If you ask Qualcomm, Apple is still selling banned iPhones in Germany. But it sounds like Apple is mulling ideas to actually start doing that in an official capacity.
According to a report from WinFuture, Apple is going over options that would see the company changing a few key, specific parts of the iPhone 7 and iPhone 8 lineups to resume selling the banned models in Germany. Right now, Apple is banned from selling infringing models of the iPhone lineup in Germany, following a court decision handed down in the region back in December of last year.
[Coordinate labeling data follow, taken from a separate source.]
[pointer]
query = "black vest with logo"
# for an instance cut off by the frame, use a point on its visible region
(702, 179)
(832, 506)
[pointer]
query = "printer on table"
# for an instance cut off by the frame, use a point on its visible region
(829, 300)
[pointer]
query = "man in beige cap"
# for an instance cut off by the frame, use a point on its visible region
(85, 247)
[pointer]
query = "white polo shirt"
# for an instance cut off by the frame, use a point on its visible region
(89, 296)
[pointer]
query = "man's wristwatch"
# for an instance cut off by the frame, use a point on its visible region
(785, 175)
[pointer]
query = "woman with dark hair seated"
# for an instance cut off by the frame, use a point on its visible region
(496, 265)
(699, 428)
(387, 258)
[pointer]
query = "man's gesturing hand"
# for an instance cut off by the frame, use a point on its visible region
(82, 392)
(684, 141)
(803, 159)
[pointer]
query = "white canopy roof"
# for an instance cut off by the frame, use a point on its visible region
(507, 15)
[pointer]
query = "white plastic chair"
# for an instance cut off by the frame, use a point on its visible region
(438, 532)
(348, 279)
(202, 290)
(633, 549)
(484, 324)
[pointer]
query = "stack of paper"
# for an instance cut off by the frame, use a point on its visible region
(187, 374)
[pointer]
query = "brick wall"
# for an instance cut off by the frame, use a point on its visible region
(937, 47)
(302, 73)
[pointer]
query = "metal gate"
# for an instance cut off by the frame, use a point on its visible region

Unlike the patent infringement case in China from Qualcomm against Apple, this case in Germany is hardware related. That means if Apple wants to sell these devices in Germany again it needs to make changes there, and not just tweak the software a bit to be within compliance. This report suggests Apple is indeed looking to replace at least one part within the iPhone 7 and iPhone 8 with another, which could bring it back into the good graces of the German court system.
The issue in this case is what Qualcomm calls an “envelope tracking” patent (this maintains conserved battery power while the modem in the phone is active), and that’s the one that Apple infringed upon. The hardware supplier that builds the infringing part is Qorvo, and it sounds like Apple may be going a different route to use a non-infringing piece.
When this change will happen, or if it will happen at all, remains to be seen. This is not an easy feat for Apple by any means, but it would give the company a bit of a win in the region. By switching out the infringing piece of the puzzle, it would mean that Apple would not have to pay Qualcomm any more patent licensing fees for those devices. And, of course, the company could start officially selling the handsets in Germany again.